VMware Horizon View Cloud Pod – unwanted routing?
Setup
The F5, as that’s were of course your attention was at, is not equipped with an APM module, the F5 is only used for load balancing. The costs in this project to get an F5 solution in was too high. So it’s only basic load balancing, we will look at configuring the F5’s that are there already and see if we can use some cookie/username persistence. For this blog, think as if there was a unknown load balancer there with no enterprise features something like DNSRR.
VMware Horizon View working
- The client connects to a broker
- The user is authenticated with it’s domain account
- The VMware horizon client will show all desktops the user is entitled to.
- When the user starts a desktop the connection is setup directly with the desktop or through a tunnel. Internal connections are mostly directly, external ones are always through a tunnel.
So if we have POD-A and POD-B users connecting to POD-A for an external connection will see the following traffic flow;
Client – [POD-A: Security server – Connection server- Desktop]
Cloud Pod working
After you’ve setup a Cloud Pod the traffic flow will change, the two Pod’s are connected and know of each other existence. So a user connecting to a Cloud Pod environment in POD-A will be going through the following components.

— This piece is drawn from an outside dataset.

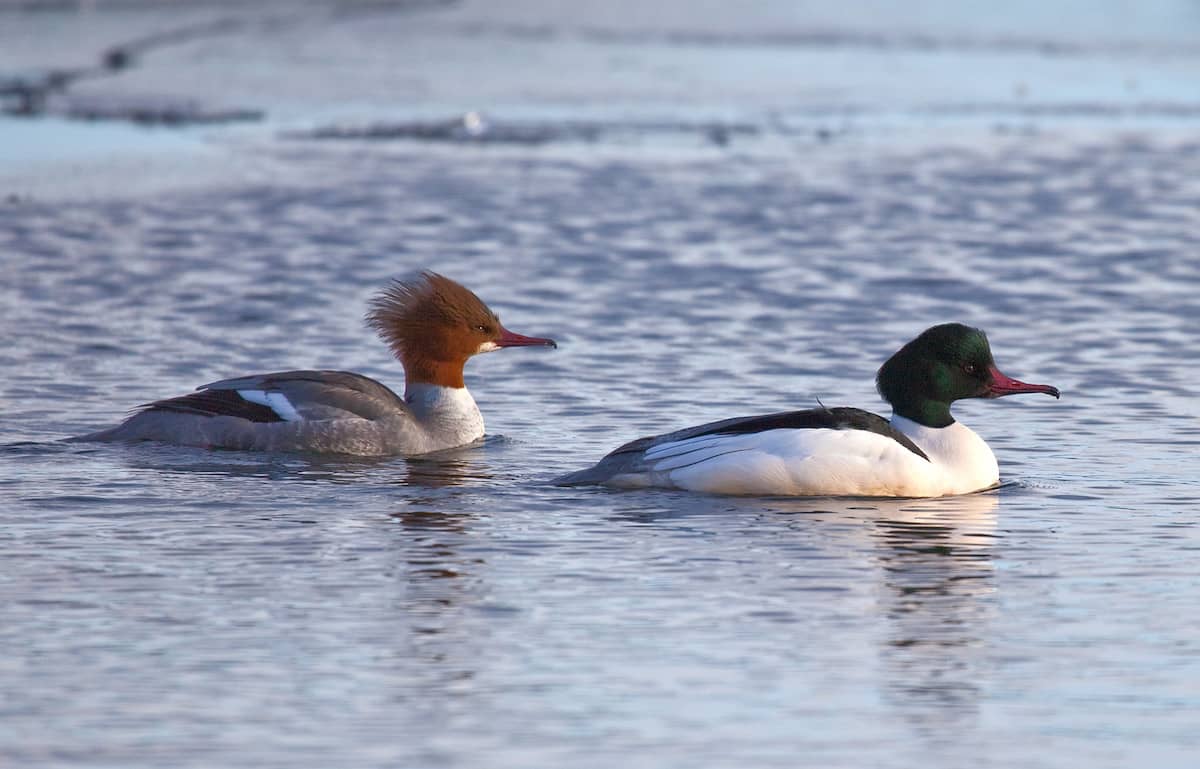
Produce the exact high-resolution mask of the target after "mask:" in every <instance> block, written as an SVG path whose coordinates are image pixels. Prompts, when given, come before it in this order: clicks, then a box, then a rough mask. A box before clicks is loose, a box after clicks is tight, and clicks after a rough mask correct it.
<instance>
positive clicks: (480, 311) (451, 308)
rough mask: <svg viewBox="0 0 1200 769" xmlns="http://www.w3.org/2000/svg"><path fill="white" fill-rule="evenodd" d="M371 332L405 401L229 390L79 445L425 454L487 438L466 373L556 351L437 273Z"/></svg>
mask: <svg viewBox="0 0 1200 769" xmlns="http://www.w3.org/2000/svg"><path fill="white" fill-rule="evenodd" d="M366 320H367V325H370V326H371V328H373V329H374V330H376V331H377V332H378V334H379V336H380V337H382V338H383V341H384V342H386V343H388V346H389V347H391V350H392V353H394V354H395V355H396V358H398V359H400V362H401V365H402V366H403V367H404V397H403V398H401V397H400V396H397V395H396V393H395V392H392V391H391V390H389V389H388V387H386V386H384V385H382V384H379V383H378V382H376V380H374V379H371V378H370V377H364V376H361V374H354V373H349V372H344V371H284V372H280V373H274V374H254V376H250V377H238V378H236V379H223V380H221V382H214V383H211V384H206V385H202V386H200V387H198V389H197V391H196V392H192V393H191V395H181V396H179V397H174V398H167V399H164V401H155V402H154V403H148V404H145V405H143V407H140V408H139V410H138V411H137V413H136V414H133V415H132V416H130V417H128V419H126V420H125V421H124V422H121V423H120V425H118V426H116V427H113V428H112V429H106V431H101V432H98V433H91V434H89V435H80V437H78V438H74V440H127V441H132V440H161V441H166V443H172V444H179V445H185V446H204V447H220V449H241V450H254V451H316V452H323V453H350V455H360V456H384V455H418V453H428V452H431V451H440V450H443V449H451V447H454V446H462V445H466V444H469V443H472V441H474V440H478V439H479V438H481V437H482V435H484V417H482V416H481V415H480V413H479V407H476V405H475V399H474V398H472V397H470V393H469V392H467V386H466V384H464V383H463V378H462V368H463V365H464V364H466V362H467V359H468V358H470V356H472V355H475V354H476V353H490V352H492V350H498V349H500V348H502V347H530V346H546V347H558V346H557V344H556V343H554V341H553V340H542V338H538V337H532V336H521V335H520V334H512V332H511V331H509V330H508V329H505V328H504V326H503V325H500V319H499V318H498V317H497V316H496V313H494V312H492V311H491V310H490V308H488V307H487V305H485V304H484V302H482V301H481V300H480V299H479V298H478V296H475V294H473V293H472V292H469V290H467V289H466V288H463V287H462V286H460V284H458V283H455V282H454V281H451V280H450V278H448V277H443V276H440V275H438V274H436V272H421V274H419V275H418V276H416V277H414V278H410V280H407V281H394V282H392V283H391V286H389V287H388V288H385V289H384V290H383V292H380V293H379V294H378V295H377V296H376V298H374V299H373V300H372V301H371V305H370V312H367V316H366Z"/></svg>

Client – [POD-A: Security server – Connection server- Desktop]
Now I hear you say, that’s the same flow. That’s correct for new users connecting there is no difference. the only difference is that they now see only one desktop icon and the local desktop pool icons are gone.
The global entitlement (the one icon they see) is setup that it has the two local desktop pools configured, check my other blogs to see how to set this up.

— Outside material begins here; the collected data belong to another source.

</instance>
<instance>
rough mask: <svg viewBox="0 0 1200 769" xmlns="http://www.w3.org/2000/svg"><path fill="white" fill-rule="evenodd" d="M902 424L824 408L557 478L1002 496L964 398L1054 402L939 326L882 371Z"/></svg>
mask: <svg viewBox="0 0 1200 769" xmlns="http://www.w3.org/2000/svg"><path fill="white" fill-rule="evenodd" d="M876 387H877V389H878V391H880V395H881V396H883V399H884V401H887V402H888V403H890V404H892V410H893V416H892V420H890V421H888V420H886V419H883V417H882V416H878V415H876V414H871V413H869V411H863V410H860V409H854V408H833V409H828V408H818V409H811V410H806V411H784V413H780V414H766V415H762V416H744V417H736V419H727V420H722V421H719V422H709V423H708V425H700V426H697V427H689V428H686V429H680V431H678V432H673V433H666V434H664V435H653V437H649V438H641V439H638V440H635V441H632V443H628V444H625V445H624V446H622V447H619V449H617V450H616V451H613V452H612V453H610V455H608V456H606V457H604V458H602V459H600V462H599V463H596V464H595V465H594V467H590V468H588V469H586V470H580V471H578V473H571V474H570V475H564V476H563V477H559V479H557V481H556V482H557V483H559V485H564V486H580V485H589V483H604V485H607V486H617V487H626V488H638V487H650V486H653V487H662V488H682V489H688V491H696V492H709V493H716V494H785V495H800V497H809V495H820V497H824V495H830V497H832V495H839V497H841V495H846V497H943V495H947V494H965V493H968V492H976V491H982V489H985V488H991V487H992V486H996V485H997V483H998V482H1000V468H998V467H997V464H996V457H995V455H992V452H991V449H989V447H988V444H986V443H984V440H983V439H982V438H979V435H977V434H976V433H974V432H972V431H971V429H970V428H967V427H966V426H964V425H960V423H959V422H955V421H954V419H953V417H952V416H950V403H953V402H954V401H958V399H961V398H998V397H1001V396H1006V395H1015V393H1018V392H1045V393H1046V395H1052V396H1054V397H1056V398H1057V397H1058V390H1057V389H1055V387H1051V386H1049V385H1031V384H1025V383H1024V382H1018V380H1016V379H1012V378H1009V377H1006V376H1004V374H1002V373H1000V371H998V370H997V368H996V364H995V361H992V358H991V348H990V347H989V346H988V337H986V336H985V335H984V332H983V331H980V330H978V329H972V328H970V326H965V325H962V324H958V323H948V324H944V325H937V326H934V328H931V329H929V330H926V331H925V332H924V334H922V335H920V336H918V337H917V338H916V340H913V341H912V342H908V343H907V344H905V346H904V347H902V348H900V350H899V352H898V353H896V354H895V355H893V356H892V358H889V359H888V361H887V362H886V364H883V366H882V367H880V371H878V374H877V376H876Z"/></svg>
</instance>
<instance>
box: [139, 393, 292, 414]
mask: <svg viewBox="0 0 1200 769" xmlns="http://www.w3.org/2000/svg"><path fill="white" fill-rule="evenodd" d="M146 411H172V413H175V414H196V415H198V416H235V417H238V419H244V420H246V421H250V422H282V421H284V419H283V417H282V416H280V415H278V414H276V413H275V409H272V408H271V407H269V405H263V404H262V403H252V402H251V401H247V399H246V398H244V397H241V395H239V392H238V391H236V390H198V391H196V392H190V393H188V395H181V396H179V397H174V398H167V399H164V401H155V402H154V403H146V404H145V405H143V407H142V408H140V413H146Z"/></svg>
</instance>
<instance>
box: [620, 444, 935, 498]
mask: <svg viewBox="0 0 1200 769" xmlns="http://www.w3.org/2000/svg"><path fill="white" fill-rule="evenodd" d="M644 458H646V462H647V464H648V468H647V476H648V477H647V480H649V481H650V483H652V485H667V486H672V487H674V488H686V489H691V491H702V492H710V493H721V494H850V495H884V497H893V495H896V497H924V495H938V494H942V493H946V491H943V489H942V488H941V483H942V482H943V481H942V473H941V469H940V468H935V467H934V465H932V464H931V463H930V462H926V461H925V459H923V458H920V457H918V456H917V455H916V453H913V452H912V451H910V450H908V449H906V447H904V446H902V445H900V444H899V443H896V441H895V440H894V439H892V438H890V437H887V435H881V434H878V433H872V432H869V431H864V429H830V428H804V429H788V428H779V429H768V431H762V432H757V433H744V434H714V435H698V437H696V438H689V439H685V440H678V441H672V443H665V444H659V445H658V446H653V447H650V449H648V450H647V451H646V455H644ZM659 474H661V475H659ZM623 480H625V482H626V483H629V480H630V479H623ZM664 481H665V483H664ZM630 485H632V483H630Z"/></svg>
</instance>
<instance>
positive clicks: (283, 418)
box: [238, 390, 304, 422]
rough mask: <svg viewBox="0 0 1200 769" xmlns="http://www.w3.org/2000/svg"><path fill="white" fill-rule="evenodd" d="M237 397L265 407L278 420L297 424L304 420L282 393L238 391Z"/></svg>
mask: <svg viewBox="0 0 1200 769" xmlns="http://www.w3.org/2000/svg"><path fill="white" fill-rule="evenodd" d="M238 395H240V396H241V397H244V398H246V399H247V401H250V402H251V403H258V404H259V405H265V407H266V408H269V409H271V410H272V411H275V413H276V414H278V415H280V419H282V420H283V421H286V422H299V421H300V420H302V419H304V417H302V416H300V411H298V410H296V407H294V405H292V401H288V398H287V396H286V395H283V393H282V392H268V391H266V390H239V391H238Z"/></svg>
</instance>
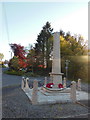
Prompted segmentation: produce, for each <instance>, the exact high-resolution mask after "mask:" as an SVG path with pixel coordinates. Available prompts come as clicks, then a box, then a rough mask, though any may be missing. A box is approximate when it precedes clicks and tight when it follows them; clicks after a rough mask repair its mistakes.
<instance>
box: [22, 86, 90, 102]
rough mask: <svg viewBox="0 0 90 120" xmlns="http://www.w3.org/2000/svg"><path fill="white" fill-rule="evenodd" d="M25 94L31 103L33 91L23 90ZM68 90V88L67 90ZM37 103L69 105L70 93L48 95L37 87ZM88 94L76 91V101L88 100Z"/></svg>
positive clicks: (59, 92) (48, 92) (31, 101)
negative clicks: (26, 95)
mask: <svg viewBox="0 0 90 120" xmlns="http://www.w3.org/2000/svg"><path fill="white" fill-rule="evenodd" d="M23 90H24V92H25V94H26V95H27V96H28V98H29V99H30V101H31V102H32V93H33V89H30V88H29V89H28V90H27V89H23ZM67 90H69V88H67ZM37 94H38V101H37V104H53V103H69V102H72V100H71V98H70V93H69V92H68V93H66V92H57V93H49V92H46V91H44V90H42V88H41V87H38V93H37ZM88 99H89V98H88V93H86V92H84V91H76V100H77V101H78V100H88Z"/></svg>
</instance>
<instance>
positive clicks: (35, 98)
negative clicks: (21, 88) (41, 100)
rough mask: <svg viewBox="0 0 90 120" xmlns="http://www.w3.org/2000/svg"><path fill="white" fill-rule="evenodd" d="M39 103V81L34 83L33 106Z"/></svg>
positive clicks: (34, 82)
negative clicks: (38, 92) (38, 86)
mask: <svg viewBox="0 0 90 120" xmlns="http://www.w3.org/2000/svg"><path fill="white" fill-rule="evenodd" d="M37 102H38V81H37V80H34V82H33V92H32V104H37Z"/></svg>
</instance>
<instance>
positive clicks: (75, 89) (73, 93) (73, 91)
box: [70, 81, 76, 103]
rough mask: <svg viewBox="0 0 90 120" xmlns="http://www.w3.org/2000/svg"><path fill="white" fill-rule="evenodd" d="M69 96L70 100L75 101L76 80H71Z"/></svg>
mask: <svg viewBox="0 0 90 120" xmlns="http://www.w3.org/2000/svg"><path fill="white" fill-rule="evenodd" d="M70 97H71V100H72V102H74V103H75V102H76V82H75V81H72V82H71V93H70Z"/></svg>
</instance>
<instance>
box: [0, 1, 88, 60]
mask: <svg viewBox="0 0 90 120" xmlns="http://www.w3.org/2000/svg"><path fill="white" fill-rule="evenodd" d="M1 11H2V12H1ZM0 16H1V18H2V19H0V23H1V24H0V29H1V30H0V31H1V32H0V34H1V35H0V45H1V46H0V53H3V54H4V59H3V60H9V59H10V58H11V52H12V50H11V49H10V46H9V44H10V43H16V44H21V45H23V46H25V47H26V46H28V45H29V44H33V45H34V43H36V39H37V35H38V34H39V33H40V31H41V30H42V27H43V26H44V25H45V24H46V22H47V21H49V22H50V23H51V27H52V28H53V29H54V31H53V32H56V31H60V29H62V30H63V31H64V32H65V33H67V32H68V31H70V32H71V34H72V35H73V34H77V35H79V34H81V35H82V36H83V37H84V39H85V40H88V1H87V0H85V1H84V2H4V3H2V2H1V3H0Z"/></svg>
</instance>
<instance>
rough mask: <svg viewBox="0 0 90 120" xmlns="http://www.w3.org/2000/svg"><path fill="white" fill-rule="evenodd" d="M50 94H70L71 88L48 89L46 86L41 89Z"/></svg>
mask: <svg viewBox="0 0 90 120" xmlns="http://www.w3.org/2000/svg"><path fill="white" fill-rule="evenodd" d="M41 89H42V90H43V91H45V92H48V93H70V91H71V88H47V87H46V86H44V87H42V88H41Z"/></svg>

When a client connects to a global entitlement VMware checks if the user has a home site and if they don’t will forward you to a desktop in that Pod. If they have a home site they will be forwarded to a desktop in the other Pod. So a user with POD-A as it’s home site will always be forwarded to a desktop in POD-A.
That last line is important, if a user has a home site he/she will be forwarded to a desktop in POD-A even when he is connected to a security server in POD-B. This will also happen when they reconnect and end up in the POD-B requesting a desktop running in the POD-A.
VMware has no possibility to redirect the user to the security server in POD-A and will be serving this user from POD-B.
The traffic flow in this case is:
Client – [POD-B: Security Server – Connection server] [DC – A -> DC – B][POD-A: Desktop]
What happens is that all PCoIP traffic is travelling between data centers, the client will keep on talking to the security server in POD-B and from there it will travel to the desktop in POD-A.
Traffic between two data centers is not the best option I think, there is no way of controlling the amount of users accessing a desktop through the wrong data center. All the user with their session could seriously fill you bandwidth with unwanted traffic.
Traffic from the client (outside) to the Pod where the desktop is living directly is the way it should be. After the user is connected to a security server in the wrong Pod and VMware detects that the desktop is in the other Pod, a migration to the other security server should take place.
Ok, so the F5 is also there redirecting users to one of the Pod’s, is it a factor here? No it’s not for either way users are ending up on one of the security servers and are stuck there. The design feels a bit like a dice game, perhaps you’re lucky ending up in your data center with your desktop 🙂
I see a good topic for VMworld coming up.